Conviene ser quirúrgicos: no es periodísticamente responsable afirmar que “Calderón y Peña Nieto fueron presidentes narcotraficantes” sin una sentencia. Sí es legítimo —y urgente— exigir que se investigue con rigor si desde la Presidencia se pactó, se toleró o se encubrió. La propia presidenta Sheinbaum ha dicho que, de momento, no impulsará una pesquisa directa contra Calderón; esa prudencia institucional contrasta con el deseo social de ver cuentas claras. Precisamente por eso, lo que ocurra en las cortes estadunidenses con La Tuta y compañía puede alterar el equilibrio político interno: nuevas declaraciones, acuerdos de culpabilidad y documentos podrían obligar a mover piezas aquí.
Desde una lectura filosófica, lo que está en juego no es solo castigar a individuos, sino desmontar un régimen de verdad: ese entramado en que el Estado se presentaba como soberano que “protege” mientras delega violencia a intermediarios. Foucault lo habría llamado una microfísica del poder: redes capilares donde policía, crimen y política se tocan. Cuando esos nodos hablan bajo juramento, el relato oficial se fisura. Y ahí aparece, por fin, una esperanza pública que no es ingenua: la esperanza de que el discurso del poder sea verificable.
También hay que decirlo con humor ácido —porque en este país reímos para no llorar—: si cada capo que llega a Nueva York trae “paquete turístico” de anécdotas con autoridades, el tour histórico podría incluir visitas guiadas a sexenios completos. Pero el sarcasmo no sustituye la justicia. Justicia significa debido proceso, pruebas y tribunal; no hashtags. La indignación ciudadana que pide “ver tras las rejas a Calderón” expresa un hartazgo moral entendible; convertir ese clamor en verdad jurídica exige pruebas suficientes y un Ministerio Público que se atreva a perseguirlas, sin diluirse en cálculos partidistas.

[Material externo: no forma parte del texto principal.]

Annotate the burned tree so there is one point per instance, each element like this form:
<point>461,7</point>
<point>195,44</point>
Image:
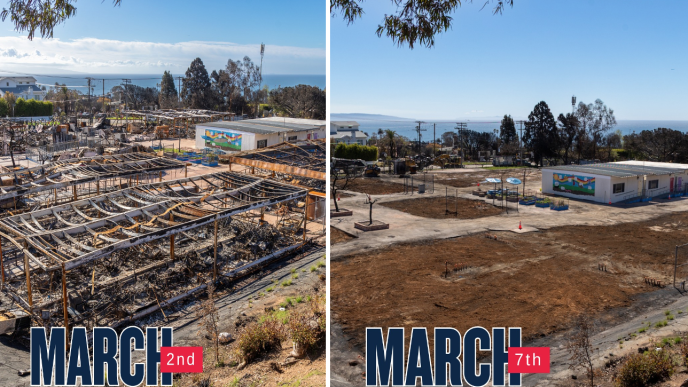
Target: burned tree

¿Qué podría pasar concretamente a partir de esta entrega?
- Nuevos cooperantes: si La Tuta u otros aceptan acuerdos, sus declaraciones podrían detallar vínculos operativos con funcionarios, contratos, mandos policiales y esquemas de protección. Eso puede activar solicitudes de asistencia jurídica hacia México y abrir carpetas aquí.
- Trazabilidad financiera: cortes en EU suelen tirar del hilo del lavado. Si aparecen transferencias y empresas pantalla, las pistas no respetan fronteras. Eso compromete a despachos, campañas y operadores políticos. (Así se construyó parte del caso García Luna.)
- Efecto político interno: con testimonios frescos, la presión pública para investigar a expresidentes aumenta. Y si la FGR se mueve en casos adyacentes —por ejemplo, Pegasus—, el clima cambia.
En síntesis: la entrega de La Tuta y otros 25 no es solo un gesto de “mano dura” bilateral; es una ventana de verdad. Si por esa ventana entra aire nuevo o puro humo, dependerá de la capacidad —y la voluntad— de llevar esas narrativas a la categoría de prueba. El precedente García Luna demostró que los intocables pueden tocar fondo. Que esa lección alcance a quien ocupó la silla presidencial no es cuestión de sed de venganza, sino de higiene democrática.
Mientras tanto, mantengamos dos brújulas: compasión por un país herido que pide justicia sin linchamientos, y escepticismo filosófico frente a cualquier poder que prefiera la oscuridad a la luz del contrainterrogatorio. Si al final del proceso la verdad confirma complicidades en los más altos niveles, la cárcel será consecuencia, no consigna. Y entonces sí, México podrá decir que no solo extraditó capos: extraditó también su impunidad.